Audiobook - Dark Shadows: The Blind Painter
It’s 1920 and the artist Charles Delaware Tate is in an asylum. A new nurse visits him and asks about his art, because it seems Charles can still paint despite being blind. After talking about his blindness, the nurse, Jesamine, asks Tate to make a painting her, which triggers a memory of someone he used to know. She asks him to tell her about this person whilst doing the painting.
The flashback goes back to 1893, New York and Tate was a struggling artist who met a woman, Eloise Verinda, at a gallery. She takes a look at some of his works, is impressed by them and commissions Tate to do a portrait of her, much to his surprise. Tate agrees to begin the portrait the following evening. He finds he paints her incredibly well and she tells him to keep it as a sample of his work in order to get further commissions, however he finds that, unless it is Eloise he is painting, he cannot paint at all.
A few weeks pass by the time Tate next met with Eloise and, when he reveals his recent humiliation to her, Eloise suggests that he should paint her again in order to put his theory to the test of her being his muse. He readily agrees and completes a portrait that Eloise thinks is even better than the first. This confirms his theory and Eloise says she knows of a way that Tate can paint others the way he paints her because she can give him the gift permanently. He agrees and Eloise does as she said. Much to his joy Tate can now see beauty in everything around him. However everything comes at a price, as he is soon to find out....

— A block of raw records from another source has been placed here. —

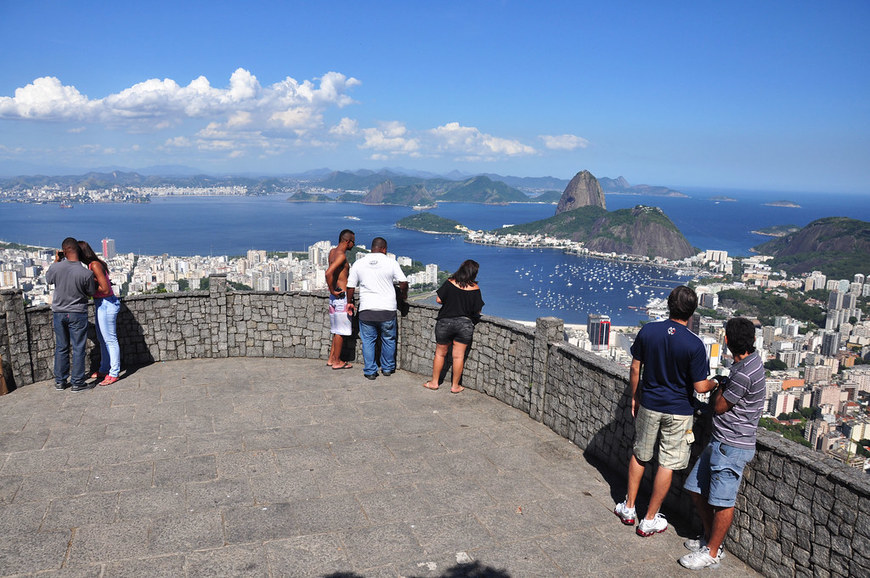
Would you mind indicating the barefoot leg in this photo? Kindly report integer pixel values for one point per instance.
(458, 364)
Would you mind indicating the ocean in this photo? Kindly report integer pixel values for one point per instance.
(518, 284)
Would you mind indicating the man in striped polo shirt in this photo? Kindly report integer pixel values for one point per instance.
(737, 405)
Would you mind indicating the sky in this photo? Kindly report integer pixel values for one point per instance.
(770, 95)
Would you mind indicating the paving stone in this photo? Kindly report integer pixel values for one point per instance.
(316, 555)
(32, 552)
(248, 561)
(93, 508)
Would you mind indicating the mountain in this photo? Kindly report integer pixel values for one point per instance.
(638, 231)
(430, 223)
(620, 186)
(582, 191)
(388, 194)
(483, 190)
(836, 246)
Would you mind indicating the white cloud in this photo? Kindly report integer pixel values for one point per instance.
(163, 103)
(565, 142)
(390, 138)
(469, 142)
(345, 127)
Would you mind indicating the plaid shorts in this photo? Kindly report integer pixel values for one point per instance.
(675, 442)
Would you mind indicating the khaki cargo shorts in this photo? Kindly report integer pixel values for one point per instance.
(675, 442)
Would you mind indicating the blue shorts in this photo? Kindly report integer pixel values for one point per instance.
(718, 472)
(450, 329)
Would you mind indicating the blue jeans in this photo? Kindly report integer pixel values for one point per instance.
(70, 331)
(110, 352)
(368, 333)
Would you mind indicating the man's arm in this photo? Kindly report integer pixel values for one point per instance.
(634, 381)
(350, 291)
(332, 274)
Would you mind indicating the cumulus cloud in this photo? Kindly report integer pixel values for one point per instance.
(389, 138)
(162, 103)
(469, 142)
(564, 142)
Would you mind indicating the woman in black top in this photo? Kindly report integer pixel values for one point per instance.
(460, 310)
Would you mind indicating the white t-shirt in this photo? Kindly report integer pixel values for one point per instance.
(373, 276)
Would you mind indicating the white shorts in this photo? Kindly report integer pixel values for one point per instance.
(339, 320)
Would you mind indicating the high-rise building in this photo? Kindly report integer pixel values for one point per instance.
(109, 249)
(598, 327)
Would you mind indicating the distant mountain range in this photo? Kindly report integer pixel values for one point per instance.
(836, 246)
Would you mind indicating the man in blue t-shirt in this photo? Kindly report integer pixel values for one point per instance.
(737, 405)
(669, 363)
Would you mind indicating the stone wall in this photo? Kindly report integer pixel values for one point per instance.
(798, 513)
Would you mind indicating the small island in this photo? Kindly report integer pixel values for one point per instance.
(786, 204)
(432, 224)
(777, 230)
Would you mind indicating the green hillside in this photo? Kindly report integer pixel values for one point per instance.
(836, 246)
(430, 223)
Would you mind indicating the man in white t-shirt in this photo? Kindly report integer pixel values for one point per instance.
(375, 275)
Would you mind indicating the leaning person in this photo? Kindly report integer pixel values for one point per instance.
(715, 479)
(460, 310)
(73, 285)
(336, 280)
(669, 363)
(376, 275)
(106, 308)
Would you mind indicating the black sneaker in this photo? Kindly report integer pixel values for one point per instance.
(83, 387)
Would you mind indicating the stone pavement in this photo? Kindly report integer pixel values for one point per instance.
(283, 467)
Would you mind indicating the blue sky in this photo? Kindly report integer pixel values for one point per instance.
(754, 95)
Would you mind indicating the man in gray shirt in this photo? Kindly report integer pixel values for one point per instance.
(73, 284)
(737, 405)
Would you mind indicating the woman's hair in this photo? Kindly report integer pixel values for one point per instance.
(88, 256)
(466, 274)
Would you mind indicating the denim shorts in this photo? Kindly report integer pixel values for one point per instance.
(718, 472)
(675, 440)
(450, 329)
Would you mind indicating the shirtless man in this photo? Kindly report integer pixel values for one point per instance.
(339, 309)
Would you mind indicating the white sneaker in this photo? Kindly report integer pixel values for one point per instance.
(700, 559)
(649, 527)
(695, 544)
(626, 514)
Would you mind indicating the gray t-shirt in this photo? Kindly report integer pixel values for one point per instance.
(73, 284)
(745, 389)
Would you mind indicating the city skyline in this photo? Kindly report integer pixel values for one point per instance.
(749, 96)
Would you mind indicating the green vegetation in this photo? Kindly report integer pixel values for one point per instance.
(767, 305)
(836, 246)
(430, 222)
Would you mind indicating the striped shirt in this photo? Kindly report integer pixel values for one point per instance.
(745, 389)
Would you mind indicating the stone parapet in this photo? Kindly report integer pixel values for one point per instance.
(798, 513)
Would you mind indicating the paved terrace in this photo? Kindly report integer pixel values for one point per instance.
(283, 467)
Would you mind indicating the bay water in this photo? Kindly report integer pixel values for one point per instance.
(518, 284)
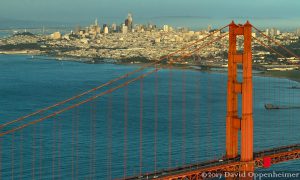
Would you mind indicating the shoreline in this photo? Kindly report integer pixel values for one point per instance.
(293, 75)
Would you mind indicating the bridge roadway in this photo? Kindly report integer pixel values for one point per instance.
(194, 171)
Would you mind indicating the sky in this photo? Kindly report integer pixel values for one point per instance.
(264, 12)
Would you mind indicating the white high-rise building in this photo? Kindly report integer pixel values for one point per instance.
(124, 29)
(166, 28)
(105, 30)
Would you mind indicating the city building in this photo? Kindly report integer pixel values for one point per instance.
(124, 29)
(129, 22)
(56, 35)
(105, 30)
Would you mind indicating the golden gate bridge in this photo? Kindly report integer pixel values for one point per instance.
(239, 155)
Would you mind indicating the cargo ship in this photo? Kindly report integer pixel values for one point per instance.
(272, 106)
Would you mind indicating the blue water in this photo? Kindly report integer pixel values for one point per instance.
(78, 144)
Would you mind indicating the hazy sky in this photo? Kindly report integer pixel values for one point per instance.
(87, 10)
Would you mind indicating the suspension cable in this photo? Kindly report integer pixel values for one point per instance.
(111, 81)
(96, 96)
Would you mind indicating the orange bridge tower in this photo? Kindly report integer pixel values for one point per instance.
(234, 123)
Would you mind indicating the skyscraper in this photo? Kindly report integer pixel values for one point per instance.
(129, 22)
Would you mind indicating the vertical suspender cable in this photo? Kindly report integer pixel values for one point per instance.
(125, 129)
(109, 132)
(141, 124)
(155, 119)
(183, 117)
(170, 117)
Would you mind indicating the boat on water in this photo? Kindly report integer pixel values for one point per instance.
(272, 106)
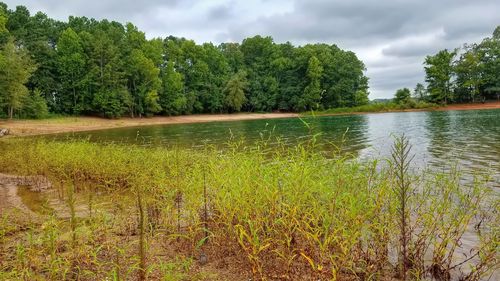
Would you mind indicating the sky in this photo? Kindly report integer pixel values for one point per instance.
(392, 37)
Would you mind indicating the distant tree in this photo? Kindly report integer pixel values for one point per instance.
(469, 71)
(34, 105)
(172, 99)
(15, 70)
(235, 91)
(438, 74)
(489, 53)
(420, 93)
(312, 93)
(402, 96)
(71, 64)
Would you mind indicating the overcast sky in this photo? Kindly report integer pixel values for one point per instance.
(392, 37)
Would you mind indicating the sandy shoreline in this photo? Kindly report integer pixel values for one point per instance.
(79, 124)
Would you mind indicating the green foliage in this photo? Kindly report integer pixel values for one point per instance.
(108, 69)
(34, 106)
(438, 75)
(420, 93)
(402, 96)
(471, 77)
(330, 215)
(235, 91)
(15, 70)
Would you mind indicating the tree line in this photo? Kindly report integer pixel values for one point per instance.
(104, 68)
(467, 74)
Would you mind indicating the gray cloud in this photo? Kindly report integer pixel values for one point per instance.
(391, 36)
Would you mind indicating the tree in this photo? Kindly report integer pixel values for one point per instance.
(402, 96)
(312, 92)
(469, 73)
(419, 92)
(438, 74)
(71, 62)
(235, 91)
(34, 105)
(172, 99)
(15, 70)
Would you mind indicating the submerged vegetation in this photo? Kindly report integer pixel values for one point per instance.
(284, 214)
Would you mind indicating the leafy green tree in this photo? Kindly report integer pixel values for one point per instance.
(15, 70)
(469, 73)
(438, 74)
(489, 53)
(235, 91)
(420, 92)
(402, 96)
(144, 83)
(34, 105)
(312, 92)
(172, 99)
(71, 62)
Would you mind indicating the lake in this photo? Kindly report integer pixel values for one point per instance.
(439, 138)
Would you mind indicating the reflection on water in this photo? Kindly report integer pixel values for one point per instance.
(468, 138)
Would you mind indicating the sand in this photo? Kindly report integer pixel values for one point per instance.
(78, 124)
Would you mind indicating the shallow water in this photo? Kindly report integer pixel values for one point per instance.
(470, 139)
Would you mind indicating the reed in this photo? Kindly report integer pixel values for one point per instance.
(289, 213)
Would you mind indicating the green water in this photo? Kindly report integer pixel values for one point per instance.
(469, 138)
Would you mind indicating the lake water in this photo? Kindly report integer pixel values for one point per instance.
(468, 138)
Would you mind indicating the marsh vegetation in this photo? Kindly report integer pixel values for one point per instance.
(285, 213)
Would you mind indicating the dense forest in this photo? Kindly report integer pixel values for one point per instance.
(467, 74)
(104, 68)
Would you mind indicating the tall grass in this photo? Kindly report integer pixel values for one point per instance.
(289, 214)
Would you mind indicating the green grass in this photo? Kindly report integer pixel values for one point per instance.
(291, 212)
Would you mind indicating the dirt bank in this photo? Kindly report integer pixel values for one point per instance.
(78, 124)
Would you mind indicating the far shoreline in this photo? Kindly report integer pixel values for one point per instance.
(81, 124)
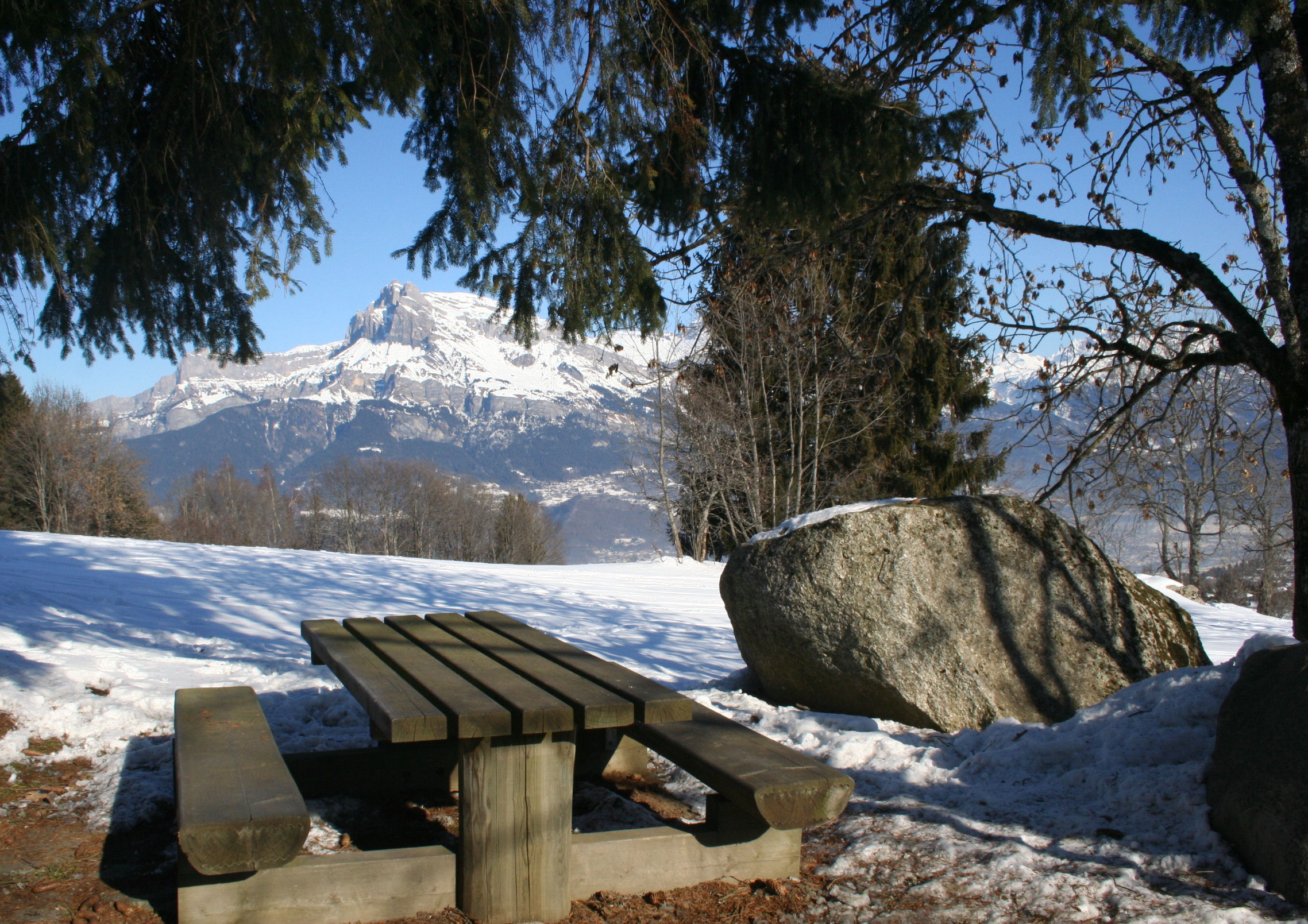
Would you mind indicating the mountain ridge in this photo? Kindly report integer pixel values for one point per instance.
(428, 376)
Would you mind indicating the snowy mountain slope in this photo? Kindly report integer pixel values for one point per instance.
(1101, 816)
(419, 377)
(412, 349)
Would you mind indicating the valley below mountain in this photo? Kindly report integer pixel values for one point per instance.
(420, 376)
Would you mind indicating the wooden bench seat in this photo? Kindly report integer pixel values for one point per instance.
(237, 806)
(781, 786)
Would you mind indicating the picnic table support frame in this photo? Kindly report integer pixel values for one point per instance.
(516, 828)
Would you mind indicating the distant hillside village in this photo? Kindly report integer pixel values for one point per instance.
(429, 433)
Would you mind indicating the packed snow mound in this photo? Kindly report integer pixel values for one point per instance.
(1101, 816)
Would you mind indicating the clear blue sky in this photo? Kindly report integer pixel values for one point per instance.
(379, 203)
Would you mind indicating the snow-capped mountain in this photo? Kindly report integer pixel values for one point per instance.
(420, 376)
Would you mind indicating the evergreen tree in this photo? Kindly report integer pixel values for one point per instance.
(834, 372)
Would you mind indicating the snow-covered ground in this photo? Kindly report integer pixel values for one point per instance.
(1101, 817)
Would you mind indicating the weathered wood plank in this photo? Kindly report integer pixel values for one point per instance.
(416, 768)
(384, 885)
(593, 705)
(337, 889)
(657, 859)
(754, 771)
(471, 713)
(653, 701)
(237, 806)
(533, 709)
(397, 710)
(603, 752)
(516, 829)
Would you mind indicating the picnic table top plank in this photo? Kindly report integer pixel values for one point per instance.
(533, 709)
(473, 714)
(653, 701)
(393, 705)
(593, 705)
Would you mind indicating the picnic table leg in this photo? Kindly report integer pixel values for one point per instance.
(516, 828)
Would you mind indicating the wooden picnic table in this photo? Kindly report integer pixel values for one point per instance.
(514, 713)
(516, 699)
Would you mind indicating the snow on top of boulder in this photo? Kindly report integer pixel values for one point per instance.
(788, 527)
(1226, 627)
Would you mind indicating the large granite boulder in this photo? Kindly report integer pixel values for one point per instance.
(1257, 782)
(947, 613)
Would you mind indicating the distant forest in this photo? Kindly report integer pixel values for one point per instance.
(60, 471)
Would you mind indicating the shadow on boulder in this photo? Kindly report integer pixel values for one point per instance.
(948, 613)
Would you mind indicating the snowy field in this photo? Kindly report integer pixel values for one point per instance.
(1101, 817)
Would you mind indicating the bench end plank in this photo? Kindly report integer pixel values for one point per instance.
(237, 806)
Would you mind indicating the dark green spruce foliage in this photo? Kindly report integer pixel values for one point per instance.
(836, 366)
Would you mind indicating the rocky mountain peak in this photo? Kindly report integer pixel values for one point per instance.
(399, 315)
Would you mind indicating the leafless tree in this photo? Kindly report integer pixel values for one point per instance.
(71, 475)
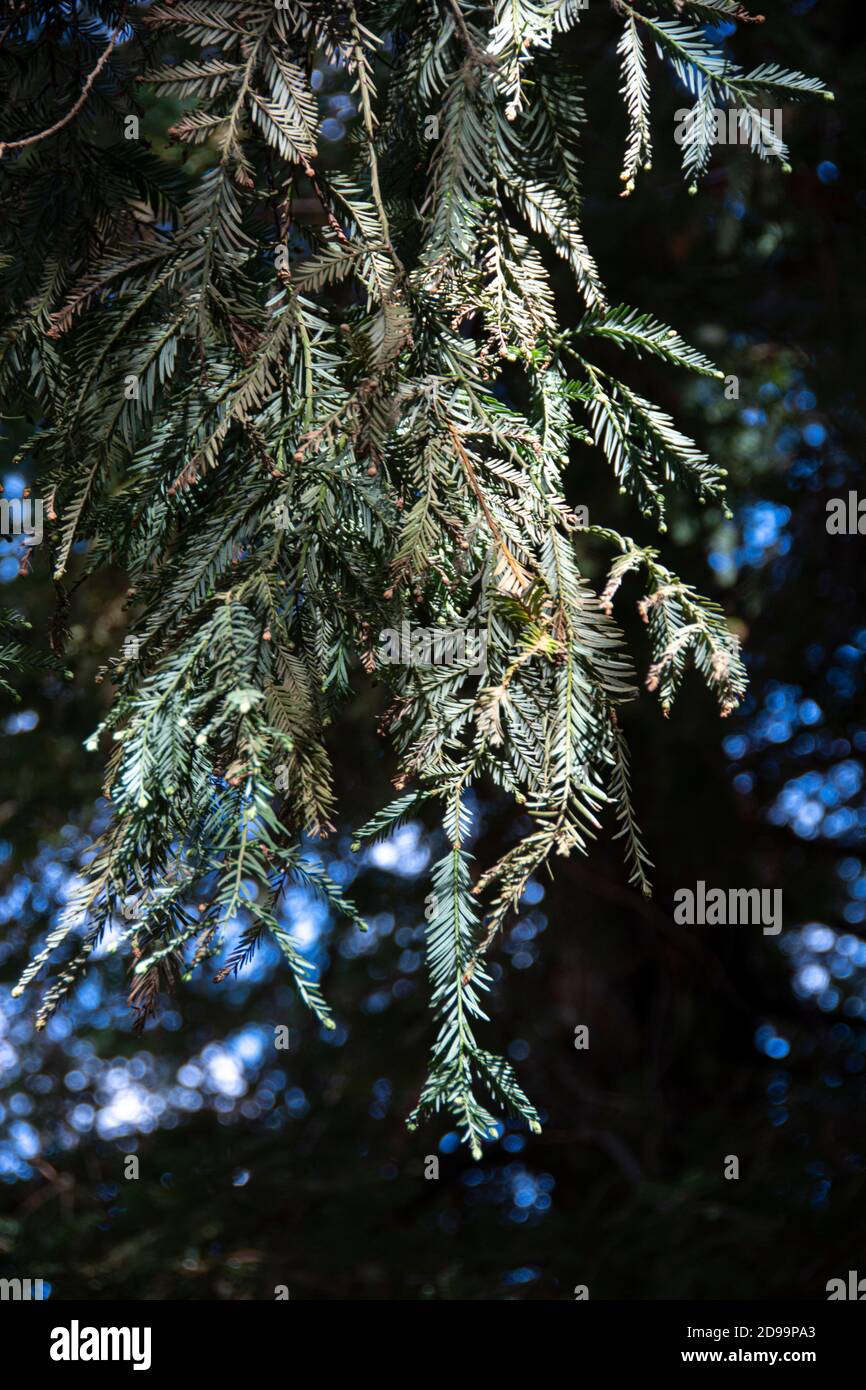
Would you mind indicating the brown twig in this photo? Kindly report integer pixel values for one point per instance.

As an artist myself, I really enjoyed this storyline as I understand the feeling of elation when you capture something in art and it works, so I empathised with Tate’s need to create and the panic when he thinks that is taken away. I also really enjoyed the initial twist on the story which, having recently listened to the Quentin Collins stories, I was, I admit, somewhat expecting. However the twist near the end came as a bolt out of the blue and was incredibly shocking, made even more stark by the resignation in Tate’s voice as he realises he is fated by a curse.
The acting was, as ever, sublime and I was really interested to read, in my research for doing the review, that Roger Davis, who played Tate, had come back to the role after more than 40 years to do this recording and it was very nice to hear Nicola Bryant back using an American accent.
I’ll be interested to find out more about Charles Tate, hear more about the paintings, the sitters and the curse that caused all this initially.